I gialloblù, anche sfortunati nelle conclusioni, cadono a Cosenza e retrocedono in Serie C

COSENZA - Termina con una retrocessione segnalata da una sconfitta in quel di Cosenza e con tanti attori sul banco degli imputati la stagione della Juve Stabia, che si riconferma la peggior formazione dal ritorno dal lockdown.

Juve Stabia (4-3-3):

Provedel 6 – Si ritrova a dover subire altri tre gol sui quali poco poteva, soprattutto sulla prima conclusione di Sciaudone. Soffre nuovamente un reparto difensivo decisamente poco solido.

Fazio 5,5 – Non brilla e non delude: prestazione opaca del terzino ex Ternana, che si vede in zona offensiva, ma le assistenze non sono mai precise.
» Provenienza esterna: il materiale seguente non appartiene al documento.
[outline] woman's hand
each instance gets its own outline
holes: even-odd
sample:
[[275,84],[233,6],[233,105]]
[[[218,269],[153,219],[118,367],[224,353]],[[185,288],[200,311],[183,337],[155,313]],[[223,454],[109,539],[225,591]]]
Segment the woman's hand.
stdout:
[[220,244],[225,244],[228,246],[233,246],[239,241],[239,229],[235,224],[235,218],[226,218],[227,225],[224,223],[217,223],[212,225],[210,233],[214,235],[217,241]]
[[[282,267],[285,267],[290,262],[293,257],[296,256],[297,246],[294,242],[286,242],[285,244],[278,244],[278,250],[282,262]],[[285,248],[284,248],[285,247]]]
In difesa non concede tantissimo, comunque non sufficiente per salvare la partita.

Tonucci 6,5 – Rischia dopo venti minuti di lasciare i suoi in dieci, ma sa farsi perdonare con il passare dei minuti, siglando anche fortuitamente la rete del momentaneo 2-1. Sontuoso in alcuni interventi, resta in campo fino a quando il fisico regge. (dal 72′ Germoni 5,5 – Viene inserito in campo per aggiungere maggiore spinta alla squadra, ma l’intento non viene rispettato. Resta significativa la scena in cui, isolato, piange appoggiato ai tabelloni pubblicitari, rappresentazione perfetta del finale di stagione gialloblù.)

Allievi 4,5 – È protagonista in negativo della retroguardia gialloblù: regala al Cosenza il penalty del 2-0 e difficilmente riesce a fermare il diretto marcatore, che sia Rivière, Baez o il povero Carretta. Assolutamente non in partita.

Ricci 4 – Dà solo qualche piccolo sprazzo di luce nella ripresa, ma la sua presenza non è mai pervenuta. Viene annullato completamente da Casasola, che ai suoi occhi e ai suoi piedi diventa l’esterno più forte della Serie B.

Calò 6 – Riscatta un primo tempo un po’ spento, nonstante un angolo che ha portato alla rete di Tonucci, con un secondo tempo da grande giocatore. Sfiora più di una volta la marcatura da calcio piazzato, che non arriverà purtroppo mai, e salva anche un gol già fatto sulla linea.

Addae 6 – Dà ordine alla manovra e offre una buona opzione di gioco quando Calò è indisponibile nel ricevere palla. Non eccelle, ma la sua prestazione è tutto sommato sufficiente. (dal 55′ Cissé 4 – Messo in campo per spaccare la partita, non incide mai e commette un grave errore che costa il 3-1 conclusivo alla Juve Stabia. Un ingresso da dimenticare)

Mallamo 5,5 – La sua vivacità e la sua qualità lo aiutano a mandare in crisi il centrocampo del Cosenza in alcune circostanze, ma manca il colpo finale per concretizzare quanto creato in precedenza.

Di Mariano 6 – La qualità in attacco arriva sempre dai suoi piedi, capaci di mettere in seria difficoltà tutta la retroguardia cosentina. Sfortunato nel non trovare la marcatura personale, offre tante occasioni a Calò e compagni. (dal 78′ Rossi Sv)

Forte 5,5 – Tenta in tutti i modi di trovare la rete e di fornire assist ai compagni, ma la sorte non è dalla sua questa sera. Da solo poco può fare.

Canotto 5 – Meno egoista del solito, manca sempre di lucidità quando si trova negli ultimi 16 metri avversari. Anche questa sera non riesce ad incidere come dovuto. (dal 78′ Bifulco Sv)

Fabio Caserta 4 – Quando partirà la caccia alle streghe sarà il primo indiziato da mandare al rogo. Cerca di schierare in campo la formazione più offensiva possibile, ma le occasioni non gli sorridono neanche una volta. Nonostante un secondo tempo ancor più aggressivo rispetto al primo, i cambi gli spezzano le gambe, spedendolo di diritto sul banco degli imputati.